Command table

MadROM dispatches every player command through the global cmd_table defined in src/interp.c. Each entry uses the struct cmd_type layout declared in src/interp.h so that the interpreter can discover the handler function, the positions and trust levels that may execute it, and whether immortals should see it in command listings.

Entry layout

The fields of struct cmd_type describe both how a command is invoked and how it is presented:

Field Declared in Purpose
name src/interp.h Text players type at the prompt. Abbreviations work so long as they are unique.
do_fun src/interp.h Function pointer to the implementation, usually defined in one of the act_*.c files.
position src/interp.h Minimum character position (for example POS_DEAD, POS_STANDING) required before the interpreter will call the handler.
level src/interp.h Minimum level or trust that may use the command.
wizbit[WIZ_BITS] src/interp.h Optional wizard flag requirements. The stock table leaves these as zero but they can gate commands behind custom wiznet-style permissions.
log src/interp.c Controls logging with the LOG_NORMAL, LOG_ALWAYS, and LOG_NEVER constants. Entries flagged LOG_ALWAYS are written to the immortal log even without fLogAll.
show src/interp.c When set to FALSE the command is hidden from the commands listing, though it still works when typed directly.
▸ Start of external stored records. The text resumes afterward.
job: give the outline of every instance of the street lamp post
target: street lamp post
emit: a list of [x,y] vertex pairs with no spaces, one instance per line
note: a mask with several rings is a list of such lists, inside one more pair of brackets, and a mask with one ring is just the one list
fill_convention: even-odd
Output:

Because the interpreter checks commands in the order they appear in cmd_table, related entries are commonly grouped together in the source file.

Adding a command

To wire a new command into the game:

  1. Declare the handler – Add a DECLARE_DO_FUN(do_yourcommand); prototype to src/interp.h so the table can reference it.
  2. Register the entry – Insert a row into cmd_table in src/interp.c with the command name, handler, required position, level, wizard bits, logging mode, and visibility flag.
  3. Implement the behavior – Provide the do_yourcommand function in an appropriate source file (often one of the act_*.c modules). Make sure it follows the standard signature so the interpreter can invoke it.
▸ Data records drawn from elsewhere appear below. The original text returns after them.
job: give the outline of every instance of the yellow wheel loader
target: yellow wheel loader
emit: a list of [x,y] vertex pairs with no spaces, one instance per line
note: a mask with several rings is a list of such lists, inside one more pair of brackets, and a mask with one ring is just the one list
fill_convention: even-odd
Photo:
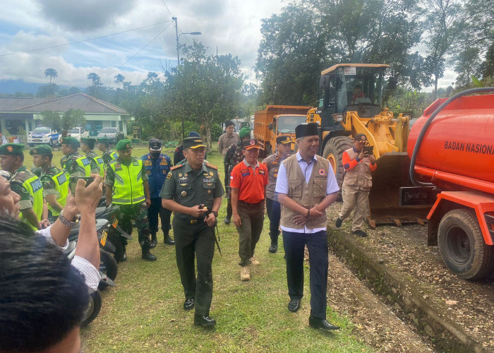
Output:
[[[368,222],[376,225],[423,224],[430,207],[401,204],[400,188],[412,186],[408,176],[406,142],[410,114],[393,115],[382,108],[383,97],[396,88],[396,79],[385,79],[389,65],[341,64],[321,72],[318,107],[307,113],[307,122],[320,126],[320,155],[330,160],[341,189],[344,176],[342,156],[353,147],[353,136],[365,133],[373,146],[378,168],[373,172]],[[403,189],[406,190],[406,189]],[[403,192],[402,191],[401,192]],[[417,197],[410,194],[410,198]]]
Immortal commands should set the level field to the appropriate trust threshold and toggle log or show to control auditing and visibility. Mortals-only commands typically leave wizbit at zero.

Social commands

Emotes and socials bypass the command table and instead use the social_table array that load_socials populates in src/db2.c. Each entry is a struct social_type with fields such as name, char_no_arg, others_no_arg, char_found, others_found, vict_found, and optional self-targeted strings. To add a social, append the new definition to the socials data file read by load_socials; the loader handles $ sentinels for empty strings and # markers that terminate each definition.

Logging and snooping

When the interpreter dispatches a command it calls the handler after running the logging and snoop hooks in src/interp.c. Commands that set log to LOG_ALWAYS, characters flagged with PLR_LOG, or a server with fLogAll enabled generate entries in the immortal log and on the secure wiznet channel. The snoop system also echoes the final command line to any administrators snooping the player before the handler executes.